I was under my triple quilted comforter, and one of my cats is snoozing right next to me. Lying on top of the comforter were hardcover copies of The Complete Carl Barks Disney library (you can read comic books and be an adult if you have a mortgage). It's 10a Saturday morning, it's chilly out, a large mug of Tea Forte Earl Grey on the nightstand, my wife is in bed watching a Korean drama on her iPad while stroking the other cat, I am at my happy comfort zone after a rather stressful week.
"Hun?" "Hmmm?" "i want some sujebi for lunch".
If it was anything else I would grab my phone, open Seamless, hand her the device, have her order whatever and go back to my blissful half-slumber dreaming about unca Scrooge. Instead my next action was to check on the bus to Murray Hill/Auburndale. If it's anything other than Arirang, I wouldn't bother. But for a bowl of that chicken sujebi, I would get out of bed in the middle of a blizzard.

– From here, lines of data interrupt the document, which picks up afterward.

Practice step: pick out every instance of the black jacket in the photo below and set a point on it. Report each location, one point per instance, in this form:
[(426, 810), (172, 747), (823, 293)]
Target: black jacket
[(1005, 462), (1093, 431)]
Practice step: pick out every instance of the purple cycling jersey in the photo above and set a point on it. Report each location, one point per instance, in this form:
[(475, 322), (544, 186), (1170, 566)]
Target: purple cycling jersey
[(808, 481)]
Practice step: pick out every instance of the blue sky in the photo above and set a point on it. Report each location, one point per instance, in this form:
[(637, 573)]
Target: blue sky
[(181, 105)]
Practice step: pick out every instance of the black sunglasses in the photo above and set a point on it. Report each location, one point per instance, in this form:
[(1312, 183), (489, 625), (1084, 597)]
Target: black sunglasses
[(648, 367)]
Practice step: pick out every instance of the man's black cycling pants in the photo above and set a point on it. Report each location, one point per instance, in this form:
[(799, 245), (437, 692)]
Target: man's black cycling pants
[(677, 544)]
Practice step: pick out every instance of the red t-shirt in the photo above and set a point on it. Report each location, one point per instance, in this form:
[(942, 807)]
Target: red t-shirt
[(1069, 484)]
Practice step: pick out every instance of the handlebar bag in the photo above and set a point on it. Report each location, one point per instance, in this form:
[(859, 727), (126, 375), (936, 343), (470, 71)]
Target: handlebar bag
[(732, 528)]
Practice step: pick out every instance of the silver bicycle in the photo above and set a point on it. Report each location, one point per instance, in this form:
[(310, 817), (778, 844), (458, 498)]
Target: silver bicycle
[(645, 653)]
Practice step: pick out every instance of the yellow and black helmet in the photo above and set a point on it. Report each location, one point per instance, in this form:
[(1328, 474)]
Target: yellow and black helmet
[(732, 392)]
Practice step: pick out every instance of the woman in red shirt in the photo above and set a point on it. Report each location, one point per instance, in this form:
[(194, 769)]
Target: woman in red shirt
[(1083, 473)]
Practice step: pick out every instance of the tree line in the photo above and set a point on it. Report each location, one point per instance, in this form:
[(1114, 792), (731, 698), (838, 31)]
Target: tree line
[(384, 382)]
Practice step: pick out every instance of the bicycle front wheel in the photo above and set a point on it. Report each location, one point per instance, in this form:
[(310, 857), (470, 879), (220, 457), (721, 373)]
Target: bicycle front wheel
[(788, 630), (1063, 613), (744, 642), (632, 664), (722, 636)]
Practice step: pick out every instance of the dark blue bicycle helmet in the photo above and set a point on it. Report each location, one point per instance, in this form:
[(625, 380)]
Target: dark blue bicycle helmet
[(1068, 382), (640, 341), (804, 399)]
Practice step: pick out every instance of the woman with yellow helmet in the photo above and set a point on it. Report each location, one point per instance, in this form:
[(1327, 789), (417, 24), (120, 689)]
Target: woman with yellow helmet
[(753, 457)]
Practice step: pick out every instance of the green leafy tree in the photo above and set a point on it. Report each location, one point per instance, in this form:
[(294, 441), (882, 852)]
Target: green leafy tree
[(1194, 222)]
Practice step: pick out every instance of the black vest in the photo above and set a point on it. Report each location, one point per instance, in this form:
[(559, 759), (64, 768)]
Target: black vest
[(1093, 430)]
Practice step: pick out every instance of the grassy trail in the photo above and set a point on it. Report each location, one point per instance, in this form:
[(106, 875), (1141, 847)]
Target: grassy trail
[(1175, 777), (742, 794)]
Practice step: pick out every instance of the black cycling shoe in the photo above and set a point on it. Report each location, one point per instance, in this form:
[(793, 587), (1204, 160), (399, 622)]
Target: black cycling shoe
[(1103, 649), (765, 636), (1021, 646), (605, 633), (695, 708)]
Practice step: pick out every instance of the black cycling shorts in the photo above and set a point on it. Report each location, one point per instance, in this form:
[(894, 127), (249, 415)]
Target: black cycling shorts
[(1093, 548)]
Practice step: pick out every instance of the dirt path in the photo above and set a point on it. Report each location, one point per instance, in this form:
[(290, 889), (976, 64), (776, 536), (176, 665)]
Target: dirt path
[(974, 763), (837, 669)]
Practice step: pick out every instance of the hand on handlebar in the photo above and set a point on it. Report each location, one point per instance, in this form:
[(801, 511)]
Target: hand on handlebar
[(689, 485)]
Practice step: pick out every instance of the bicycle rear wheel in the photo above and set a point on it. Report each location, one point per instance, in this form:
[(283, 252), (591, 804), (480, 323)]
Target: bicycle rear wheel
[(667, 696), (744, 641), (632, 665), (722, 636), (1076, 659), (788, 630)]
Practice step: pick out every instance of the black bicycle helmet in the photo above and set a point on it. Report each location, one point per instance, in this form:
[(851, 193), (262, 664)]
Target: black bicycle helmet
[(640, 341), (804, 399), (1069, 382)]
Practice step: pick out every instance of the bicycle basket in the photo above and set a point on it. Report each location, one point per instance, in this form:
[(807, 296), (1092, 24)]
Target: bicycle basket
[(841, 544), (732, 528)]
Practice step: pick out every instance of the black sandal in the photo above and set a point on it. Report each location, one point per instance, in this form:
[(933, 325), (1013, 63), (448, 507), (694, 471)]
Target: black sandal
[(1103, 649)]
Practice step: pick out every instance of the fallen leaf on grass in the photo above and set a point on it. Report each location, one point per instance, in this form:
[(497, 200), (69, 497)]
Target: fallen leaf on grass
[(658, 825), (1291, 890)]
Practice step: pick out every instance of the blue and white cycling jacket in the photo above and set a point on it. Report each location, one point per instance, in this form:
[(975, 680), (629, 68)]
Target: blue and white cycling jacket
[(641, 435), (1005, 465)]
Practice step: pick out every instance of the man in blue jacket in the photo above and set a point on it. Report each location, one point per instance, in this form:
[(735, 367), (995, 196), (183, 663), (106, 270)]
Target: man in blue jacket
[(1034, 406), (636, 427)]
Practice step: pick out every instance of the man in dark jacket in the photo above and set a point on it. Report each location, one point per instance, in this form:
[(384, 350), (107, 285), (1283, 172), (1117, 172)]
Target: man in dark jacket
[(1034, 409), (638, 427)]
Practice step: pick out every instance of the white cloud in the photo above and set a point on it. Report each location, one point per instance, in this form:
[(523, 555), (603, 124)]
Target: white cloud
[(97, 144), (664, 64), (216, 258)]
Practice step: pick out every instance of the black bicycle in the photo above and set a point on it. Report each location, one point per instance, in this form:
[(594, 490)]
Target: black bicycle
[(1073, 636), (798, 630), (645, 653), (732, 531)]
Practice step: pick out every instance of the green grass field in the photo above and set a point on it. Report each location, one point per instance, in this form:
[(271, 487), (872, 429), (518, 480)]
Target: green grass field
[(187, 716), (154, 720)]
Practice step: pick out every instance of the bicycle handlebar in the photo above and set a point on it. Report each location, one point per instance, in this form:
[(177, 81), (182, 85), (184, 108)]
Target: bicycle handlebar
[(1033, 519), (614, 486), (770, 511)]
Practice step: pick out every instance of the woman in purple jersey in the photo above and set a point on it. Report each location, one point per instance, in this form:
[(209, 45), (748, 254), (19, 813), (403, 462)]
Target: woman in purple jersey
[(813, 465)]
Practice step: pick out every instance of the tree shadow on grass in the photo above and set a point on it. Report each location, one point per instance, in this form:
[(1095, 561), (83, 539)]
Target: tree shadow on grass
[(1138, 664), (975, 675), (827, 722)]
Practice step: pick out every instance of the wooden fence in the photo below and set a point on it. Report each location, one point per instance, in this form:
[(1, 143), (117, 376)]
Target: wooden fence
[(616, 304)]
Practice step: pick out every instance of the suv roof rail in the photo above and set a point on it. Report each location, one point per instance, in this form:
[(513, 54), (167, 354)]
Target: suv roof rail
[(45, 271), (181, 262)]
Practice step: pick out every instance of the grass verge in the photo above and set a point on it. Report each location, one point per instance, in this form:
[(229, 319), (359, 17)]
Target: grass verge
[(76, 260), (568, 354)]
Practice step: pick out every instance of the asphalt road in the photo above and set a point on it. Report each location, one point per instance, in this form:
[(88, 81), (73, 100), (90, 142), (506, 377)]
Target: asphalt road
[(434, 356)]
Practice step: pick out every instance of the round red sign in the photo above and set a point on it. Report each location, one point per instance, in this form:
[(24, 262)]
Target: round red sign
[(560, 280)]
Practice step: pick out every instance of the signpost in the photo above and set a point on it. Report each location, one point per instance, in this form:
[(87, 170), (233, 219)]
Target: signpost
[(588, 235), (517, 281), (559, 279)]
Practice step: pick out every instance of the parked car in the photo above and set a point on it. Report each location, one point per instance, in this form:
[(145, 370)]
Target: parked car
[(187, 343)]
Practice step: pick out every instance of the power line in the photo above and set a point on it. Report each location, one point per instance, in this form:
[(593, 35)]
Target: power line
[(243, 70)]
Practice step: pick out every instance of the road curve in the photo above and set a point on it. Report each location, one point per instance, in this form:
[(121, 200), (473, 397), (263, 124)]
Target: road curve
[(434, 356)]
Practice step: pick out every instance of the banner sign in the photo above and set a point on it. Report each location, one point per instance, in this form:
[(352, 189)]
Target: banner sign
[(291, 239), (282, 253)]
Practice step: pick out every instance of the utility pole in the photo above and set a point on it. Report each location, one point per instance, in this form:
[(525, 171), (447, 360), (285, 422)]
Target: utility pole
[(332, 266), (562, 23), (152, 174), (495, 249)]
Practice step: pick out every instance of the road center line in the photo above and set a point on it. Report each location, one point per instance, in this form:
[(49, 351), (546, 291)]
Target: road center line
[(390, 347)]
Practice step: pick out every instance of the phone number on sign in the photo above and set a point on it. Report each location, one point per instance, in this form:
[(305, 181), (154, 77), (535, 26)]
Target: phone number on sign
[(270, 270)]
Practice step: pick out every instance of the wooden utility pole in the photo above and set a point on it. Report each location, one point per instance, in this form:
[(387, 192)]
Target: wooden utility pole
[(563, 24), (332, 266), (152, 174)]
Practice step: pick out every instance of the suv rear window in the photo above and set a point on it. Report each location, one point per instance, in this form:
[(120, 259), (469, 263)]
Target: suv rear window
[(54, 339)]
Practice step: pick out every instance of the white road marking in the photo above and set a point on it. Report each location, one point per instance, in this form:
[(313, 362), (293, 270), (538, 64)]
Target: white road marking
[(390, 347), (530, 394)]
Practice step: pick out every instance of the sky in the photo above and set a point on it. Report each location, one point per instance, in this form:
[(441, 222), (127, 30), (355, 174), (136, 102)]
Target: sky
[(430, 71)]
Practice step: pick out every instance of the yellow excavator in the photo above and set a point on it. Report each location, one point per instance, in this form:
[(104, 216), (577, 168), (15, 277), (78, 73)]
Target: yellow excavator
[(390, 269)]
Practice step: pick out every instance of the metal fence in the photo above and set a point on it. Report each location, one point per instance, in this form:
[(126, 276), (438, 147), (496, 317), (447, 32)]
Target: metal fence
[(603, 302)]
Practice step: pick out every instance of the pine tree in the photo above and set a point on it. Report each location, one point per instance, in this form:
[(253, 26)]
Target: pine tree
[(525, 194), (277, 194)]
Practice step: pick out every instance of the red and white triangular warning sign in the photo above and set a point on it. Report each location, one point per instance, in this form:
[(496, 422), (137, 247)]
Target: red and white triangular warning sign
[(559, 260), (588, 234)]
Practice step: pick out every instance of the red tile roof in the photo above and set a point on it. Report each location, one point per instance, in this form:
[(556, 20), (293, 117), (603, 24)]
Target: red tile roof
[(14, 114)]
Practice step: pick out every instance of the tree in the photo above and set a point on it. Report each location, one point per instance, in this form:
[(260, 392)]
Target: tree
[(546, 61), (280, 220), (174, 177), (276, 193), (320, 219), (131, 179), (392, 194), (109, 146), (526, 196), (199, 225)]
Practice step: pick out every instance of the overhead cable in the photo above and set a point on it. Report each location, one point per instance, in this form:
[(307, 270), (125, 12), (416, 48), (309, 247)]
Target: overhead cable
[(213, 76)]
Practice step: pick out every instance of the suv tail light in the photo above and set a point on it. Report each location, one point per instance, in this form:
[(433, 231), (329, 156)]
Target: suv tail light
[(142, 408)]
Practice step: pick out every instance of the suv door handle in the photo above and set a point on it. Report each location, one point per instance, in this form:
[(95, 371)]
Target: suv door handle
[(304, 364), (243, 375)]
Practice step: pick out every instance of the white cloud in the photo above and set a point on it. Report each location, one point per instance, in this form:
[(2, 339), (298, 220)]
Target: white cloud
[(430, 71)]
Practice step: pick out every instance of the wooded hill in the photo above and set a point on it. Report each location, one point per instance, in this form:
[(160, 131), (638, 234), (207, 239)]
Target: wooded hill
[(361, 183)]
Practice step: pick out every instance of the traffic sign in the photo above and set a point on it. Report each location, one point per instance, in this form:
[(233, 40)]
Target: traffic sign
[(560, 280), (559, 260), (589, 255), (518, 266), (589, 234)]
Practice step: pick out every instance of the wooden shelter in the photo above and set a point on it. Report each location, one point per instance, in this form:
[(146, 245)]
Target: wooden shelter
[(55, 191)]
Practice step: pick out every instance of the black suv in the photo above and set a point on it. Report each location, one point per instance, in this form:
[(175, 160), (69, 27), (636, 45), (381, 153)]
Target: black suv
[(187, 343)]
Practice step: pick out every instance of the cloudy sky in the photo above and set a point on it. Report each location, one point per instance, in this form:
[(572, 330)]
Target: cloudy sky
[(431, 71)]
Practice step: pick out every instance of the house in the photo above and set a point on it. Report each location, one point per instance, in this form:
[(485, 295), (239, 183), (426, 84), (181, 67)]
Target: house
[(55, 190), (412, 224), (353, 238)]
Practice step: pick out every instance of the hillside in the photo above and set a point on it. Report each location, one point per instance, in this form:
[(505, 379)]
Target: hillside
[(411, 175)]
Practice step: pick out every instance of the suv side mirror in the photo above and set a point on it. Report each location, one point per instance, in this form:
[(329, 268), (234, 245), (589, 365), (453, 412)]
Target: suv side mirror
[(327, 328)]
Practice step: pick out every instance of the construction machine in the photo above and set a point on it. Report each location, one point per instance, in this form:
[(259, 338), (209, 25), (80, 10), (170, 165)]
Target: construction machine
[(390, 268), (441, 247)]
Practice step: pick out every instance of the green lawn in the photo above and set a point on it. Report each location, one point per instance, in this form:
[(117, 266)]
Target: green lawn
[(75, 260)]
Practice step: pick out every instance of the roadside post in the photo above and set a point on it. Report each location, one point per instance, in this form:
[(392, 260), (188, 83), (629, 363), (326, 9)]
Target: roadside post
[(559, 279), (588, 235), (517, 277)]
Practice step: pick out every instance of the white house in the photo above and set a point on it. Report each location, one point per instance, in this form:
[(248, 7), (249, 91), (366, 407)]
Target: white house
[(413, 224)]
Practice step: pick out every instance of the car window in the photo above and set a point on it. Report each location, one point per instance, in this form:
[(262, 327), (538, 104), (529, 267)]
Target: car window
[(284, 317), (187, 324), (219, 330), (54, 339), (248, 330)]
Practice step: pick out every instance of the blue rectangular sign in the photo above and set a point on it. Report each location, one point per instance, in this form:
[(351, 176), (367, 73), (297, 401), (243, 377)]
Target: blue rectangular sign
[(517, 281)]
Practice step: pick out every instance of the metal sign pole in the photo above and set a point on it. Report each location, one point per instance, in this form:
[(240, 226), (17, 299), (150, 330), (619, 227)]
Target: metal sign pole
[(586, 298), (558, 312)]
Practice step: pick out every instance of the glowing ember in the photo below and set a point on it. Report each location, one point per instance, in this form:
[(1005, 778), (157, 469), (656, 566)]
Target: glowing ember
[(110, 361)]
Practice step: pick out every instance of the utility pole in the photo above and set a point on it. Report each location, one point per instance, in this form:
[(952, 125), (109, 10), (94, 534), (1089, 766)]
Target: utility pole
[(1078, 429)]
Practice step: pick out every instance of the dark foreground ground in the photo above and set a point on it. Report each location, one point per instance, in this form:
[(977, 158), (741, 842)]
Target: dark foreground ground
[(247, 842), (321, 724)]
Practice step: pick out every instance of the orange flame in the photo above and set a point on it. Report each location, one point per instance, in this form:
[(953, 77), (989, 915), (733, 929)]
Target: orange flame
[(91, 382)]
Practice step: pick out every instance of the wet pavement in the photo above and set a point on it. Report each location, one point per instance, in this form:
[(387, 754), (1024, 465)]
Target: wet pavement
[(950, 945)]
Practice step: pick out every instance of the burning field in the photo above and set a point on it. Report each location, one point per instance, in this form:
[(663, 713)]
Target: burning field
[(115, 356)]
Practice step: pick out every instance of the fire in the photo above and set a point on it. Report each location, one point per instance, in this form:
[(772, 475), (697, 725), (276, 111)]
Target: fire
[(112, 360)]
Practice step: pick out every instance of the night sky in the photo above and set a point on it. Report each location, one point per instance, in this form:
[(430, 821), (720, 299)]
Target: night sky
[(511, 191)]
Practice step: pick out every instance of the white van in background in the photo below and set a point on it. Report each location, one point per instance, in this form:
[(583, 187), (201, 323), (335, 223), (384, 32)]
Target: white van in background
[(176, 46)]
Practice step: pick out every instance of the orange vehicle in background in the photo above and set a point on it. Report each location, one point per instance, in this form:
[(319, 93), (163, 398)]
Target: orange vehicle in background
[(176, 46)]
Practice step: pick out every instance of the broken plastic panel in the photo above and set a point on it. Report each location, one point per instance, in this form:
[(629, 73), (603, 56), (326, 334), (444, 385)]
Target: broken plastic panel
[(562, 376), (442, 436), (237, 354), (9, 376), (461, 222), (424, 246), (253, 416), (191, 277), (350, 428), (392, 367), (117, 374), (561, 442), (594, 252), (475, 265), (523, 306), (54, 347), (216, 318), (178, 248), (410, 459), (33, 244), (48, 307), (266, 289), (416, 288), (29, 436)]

What's sujebi? The literal translation in Korean is "dough flakes soup" but that's like calling a handmade buttery croissant "bread". It's handmade pasta tossed into a pot of savory broth and cooked. It's not a uniquely Korean concept - the Tibetans call theirs Thenthuk, Jamaicans commonly toss hand-made dumplings into their pots of soup, the same goes for chicken and dumpling soup served on both sides of the Mason-Dixon, both as noodle-like slickers and pillowy floaters. Imagine a pot of highly flavorful chicken soup (with bits of Daikon radish, potatoes, spinach and flakes of chicken meat), deeply seasoned, piping hot and slightly thick from the starches off the dumplings, and the dumplings themselves a chewy but soft sheets of dough, ready to absorb any flavors introduced. The Koreans consider a bowl of sujebi to be their rainy-day, long-dark-tea-time-of-the-soul comfort food, usually served with mung bean savory pancakes. It's not something you find in typical barbecue or chicken joints - it's in small humble, mom-and-pop places, near your gukbap (beef soup) or joek (congee) places. In fact, only about 7 to 10 places across the NYC metro region will serve you sujebi, and they are all found within 1 mile of the Broadway LIRR stop.
So what makes the version from Arirang so special that I am willing to endure a bus ride to get there? The soup. I am not sure what they put in there, but along with Parksanbal babs (a block away), they are the yardstick to which I measure my own. Why? It's that massive dose of umami but without the usual signs of MSG usage (MSG is just a seaweed extract so you can just go nuts with natural kelp and anchovies in your broth until it gets you that flavor). It's a chicken soup where the poultry speaks the loudest to your soul - both fresh tasting, mild but yet satisfyingly slightly gamey. If the usual "tastes just like chicken" applies to their soup, someone turned the volume of the usual up to 20. And when combined with small bits of potatoes, radishes, shreds of fresh chicken and their puffy but soft sujebi pasta, it's nourishment of the highest order. If there's such a thing as transcendental soup, this would be it. A bowl is 18 bucks but it sure made my day - the only thing left now is to head to H-Mart, pick up some groceries, head home, open up the latest chapter in the Duck Tales saga, and dream of Arirang's chicken sujebi. I know I do. Everything else (the long way to get there, the wait for the table, the not-all-that-cold cups of water, the quite-alright-banchan) just dissolves away when compared to chicken sujebi.